Faz hoje 20 anos que o José Afonso morreu – um dia depois de Andy Warhol – numa cama do Hospital de Setúbal, às três da manhã, depois de anos a lutar contra a esclerose lateral amiotrófica. Vale a pena descobri-lo, antes tarde que nunca, longe de bifurcações políticas esquizóides e redutoras, até porque ele era muito mais do que um cantor de intervenção. Foi atrás das raízes populares da música portuguesa, fez dela hino a sério – sem as paternalistas palmadinhas nas costas do Estado Novo ou dos programas da manhã, em directo na TV, com ranchos folclóricos castiços –, acasalou-a sem pudores com a música africana (viveu em Angola e Moçambique na adolescência) e com o que mais viesse.
Para muitos de nós, os tais Filhos de Abril, as letras das tais canções que fintavam a censura estão sabidas de cor, mas soam tão distantes como uma língua estrangeira, quando as cantamos. Podemos, mesmo assim, aprender a desafinar com elas.

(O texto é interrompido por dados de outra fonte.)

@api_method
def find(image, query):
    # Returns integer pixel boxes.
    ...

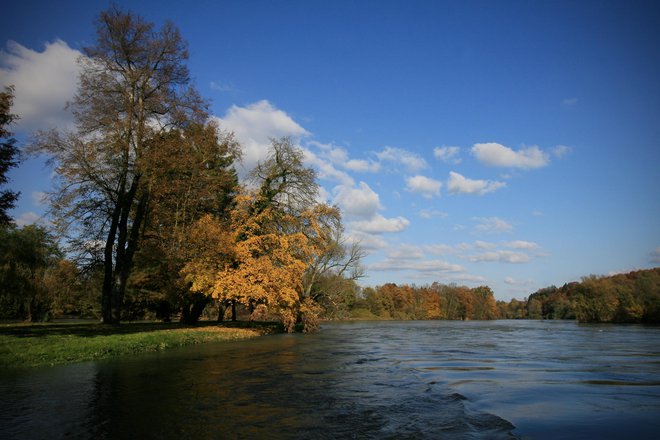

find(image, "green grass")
[0,323,280,368]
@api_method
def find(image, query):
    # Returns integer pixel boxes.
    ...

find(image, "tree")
[0,225,62,321]
[131,123,240,323]
[183,138,362,331]
[0,86,20,226]
[33,8,207,324]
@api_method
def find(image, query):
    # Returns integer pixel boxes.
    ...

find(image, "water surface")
[0,321,660,439]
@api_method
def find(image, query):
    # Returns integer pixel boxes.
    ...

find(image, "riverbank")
[0,322,281,368]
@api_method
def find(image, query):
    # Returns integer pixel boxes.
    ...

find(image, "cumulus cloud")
[0,40,82,131]
[306,140,380,172]
[344,159,380,173]
[217,100,310,177]
[347,231,387,251]
[334,182,381,217]
[505,240,539,250]
[14,211,48,228]
[387,244,424,260]
[469,250,531,264]
[424,243,455,255]
[348,214,410,234]
[369,258,465,272]
[447,171,506,195]
[552,145,571,159]
[504,277,534,287]
[417,209,449,219]
[650,246,660,264]
[473,217,513,233]
[433,147,461,165]
[471,142,550,169]
[376,147,428,173]
[303,149,355,186]
[406,175,442,199]
[30,191,48,207]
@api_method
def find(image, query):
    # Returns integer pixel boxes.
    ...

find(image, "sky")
[0,0,660,300]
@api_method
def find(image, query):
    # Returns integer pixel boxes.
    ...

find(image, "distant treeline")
[350,283,498,320]
[497,268,660,323]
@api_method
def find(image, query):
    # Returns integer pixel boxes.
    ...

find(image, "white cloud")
[471,142,550,169]
[650,246,660,264]
[473,217,513,233]
[30,191,48,207]
[417,209,449,219]
[387,244,424,260]
[348,214,410,234]
[504,277,534,287]
[504,240,539,250]
[14,211,48,228]
[433,147,461,165]
[552,145,571,159]
[344,159,380,173]
[217,100,310,177]
[474,240,497,249]
[369,258,465,272]
[406,175,442,199]
[376,147,428,172]
[307,140,380,172]
[469,250,531,264]
[0,40,82,131]
[424,244,455,255]
[334,182,381,217]
[209,81,236,93]
[447,171,506,195]
[303,149,355,186]
[347,231,387,251]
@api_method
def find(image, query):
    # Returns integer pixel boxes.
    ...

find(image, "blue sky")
[0,0,660,300]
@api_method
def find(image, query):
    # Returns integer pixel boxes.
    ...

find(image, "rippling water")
[0,321,660,439]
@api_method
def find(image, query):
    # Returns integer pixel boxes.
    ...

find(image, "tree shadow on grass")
[0,321,282,338]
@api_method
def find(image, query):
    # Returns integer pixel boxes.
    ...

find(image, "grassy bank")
[0,323,280,368]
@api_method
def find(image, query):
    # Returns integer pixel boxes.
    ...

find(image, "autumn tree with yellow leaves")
[182,138,362,331]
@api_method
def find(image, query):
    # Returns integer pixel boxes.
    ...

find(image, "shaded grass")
[0,323,281,368]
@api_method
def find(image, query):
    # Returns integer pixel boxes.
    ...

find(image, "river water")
[0,321,660,439]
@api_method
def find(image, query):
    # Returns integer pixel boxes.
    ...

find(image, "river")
[0,321,660,440]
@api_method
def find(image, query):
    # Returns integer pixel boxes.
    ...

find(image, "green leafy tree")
[0,86,20,226]
[33,8,207,324]
[0,225,62,321]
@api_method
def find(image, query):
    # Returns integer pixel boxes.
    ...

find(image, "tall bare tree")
[34,8,207,324]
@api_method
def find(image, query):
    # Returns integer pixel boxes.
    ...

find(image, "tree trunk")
[181,293,211,324]
[218,301,226,322]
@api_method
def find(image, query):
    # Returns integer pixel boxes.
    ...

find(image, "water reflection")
[0,321,660,439]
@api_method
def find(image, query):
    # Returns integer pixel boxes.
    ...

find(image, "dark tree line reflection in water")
[0,321,660,439]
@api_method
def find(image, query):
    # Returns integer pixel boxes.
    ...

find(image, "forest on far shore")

Três boas desculpas para ficar em casa hoje:

– Ouvir "José Afonso", a colectânea que a Farol compilou com 30 músicas de 1968 a1981. Está lá tudo, dividido em dois CD's: "Maria Faia", "Canção de Embalar", Milho Verde", "Traz outro amigo também", "Cantigas do Maio", "Coro da Primavera", "Grândola" e outras menos orelhudas.
Ler "Zeca Afonso: o que dizem dele os jovens", o artigo de hoje no suplemento P2 do jornal 'Público', que o excelente João Bonifácio fez com os adolescentes que o eram quando Zeca morreu, do Valete à Cristina Branco, do JP Simões ao Pedro Mexia.
- Ler, aprender e emocionar-se com "Os Lugares de Zeca", na revista Visão desta semana, uma quase literária geografia dos afectos e das músicas de José Afonso, traçada magistralmente pela jornalista Ana Margarida Carvalho.

2007-02-14

My Funny Valentine

Dia de Fecho.
Chefe mal humorado.
Almoço de minguas. Não há ninguém no recreio com quem trocar de lancheiras...
Cafés insípidos, água rala.
Uma tarde de sol lá fora e eu cá dentro.
Cigarros clandestinos no corredor.
Anonimatos de autocarro.
O apartamento em silêncio.
A loiça por lavar de ontem.
Festim de microondas e solidão de televisor.
Os despojos do dia na marmita do almoço de amanhã.
A Gata Emília cheira os restos culpados da urina de ontem, no sofá.
O Glorioso marca aos noventa minutos.
O bairro adormece num borbulhar de bronquites e pieira.
O Sinatra canta-me o "My Funny Valentine".
A Gata Emília sonha com o Fred Astair.